RIB : A vous écouter, on a l’impression que quatre jours après son adoption, l’état d’urgence n’est toujours pas effectif dans les zones concernés !
AYSRP : Pour le moment, à la police nationale nous n’avons pas reçu de moyens conséquents depuis que l’état d’urgence a été décrété. Je ne sais pas si les autres corps les ont reçus mais à la police nationale, nous n’avons rien reçu jusqu’à présent. Pourtant au Niger, lorsqu’on a décrété l’état d’urgence, immédiatement on a trouvé des armes aux policiers, aux gendarmes et aux militaires. On leur a aussi trouvé des blindés. Cela doit être systématique.
RIB : Est-ce à dire que si les choses restent en l’état, cette mesure risque de ne pas avoir l’effet escompté ?
AYSRP : S’il n’y a pas de mesures d’accompagnement, si l’on ne renforce pas nos capacités, cette mesure risque de n’être que de la poudre aux yeux.
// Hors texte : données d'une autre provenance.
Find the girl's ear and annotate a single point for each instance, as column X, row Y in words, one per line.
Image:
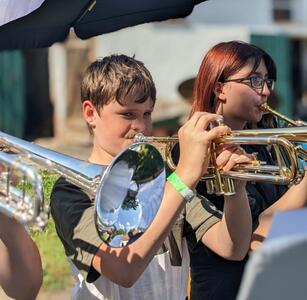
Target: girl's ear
column 219, row 92
column 89, row 112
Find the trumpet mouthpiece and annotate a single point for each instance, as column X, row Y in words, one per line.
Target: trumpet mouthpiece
column 139, row 137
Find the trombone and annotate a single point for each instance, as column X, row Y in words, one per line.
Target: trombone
column 21, row 192
column 127, row 193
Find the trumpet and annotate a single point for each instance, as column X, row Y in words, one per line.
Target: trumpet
column 287, row 171
column 266, row 108
column 127, row 193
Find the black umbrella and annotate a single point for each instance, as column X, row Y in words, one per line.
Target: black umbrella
column 52, row 21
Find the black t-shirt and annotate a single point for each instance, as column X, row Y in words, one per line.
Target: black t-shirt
column 213, row 277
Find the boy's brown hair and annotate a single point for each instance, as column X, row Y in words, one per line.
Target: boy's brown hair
column 113, row 78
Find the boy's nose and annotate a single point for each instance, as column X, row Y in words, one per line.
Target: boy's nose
column 139, row 125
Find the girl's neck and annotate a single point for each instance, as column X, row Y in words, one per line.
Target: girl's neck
column 234, row 124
Je suis désolé de le dire, mais si on n’a pas les moyens qui vont avec, ce sera une fois encore de la poudre aux yeux, alors que vous voyez que ce sont les Forces de défense et de sécurité qui paient chaque jour un lourd tribut à ces attaques ; donc dans les rangs, les gens commencent quand même à murmurer, car ils ne comprennent pas. On est prêt à mourir pour notre patrie, mais on veut qu’on nous donne les moyens de livrer un combat digne avant de mourir. C’est cela qui est important. Et il faut aussi qu’on prenne les dispositions pour que même si on meurt au front, que nos pauvres parents ainsi que nos pauvres enfants que nous aurons laissés soient pris en charge.
RIB : Des centaines de vies ont été fauchées par cette nébuleuse avant que l’état d’urgence soit décrété. Pensez-vous que cette mesure intervient un peu tard ?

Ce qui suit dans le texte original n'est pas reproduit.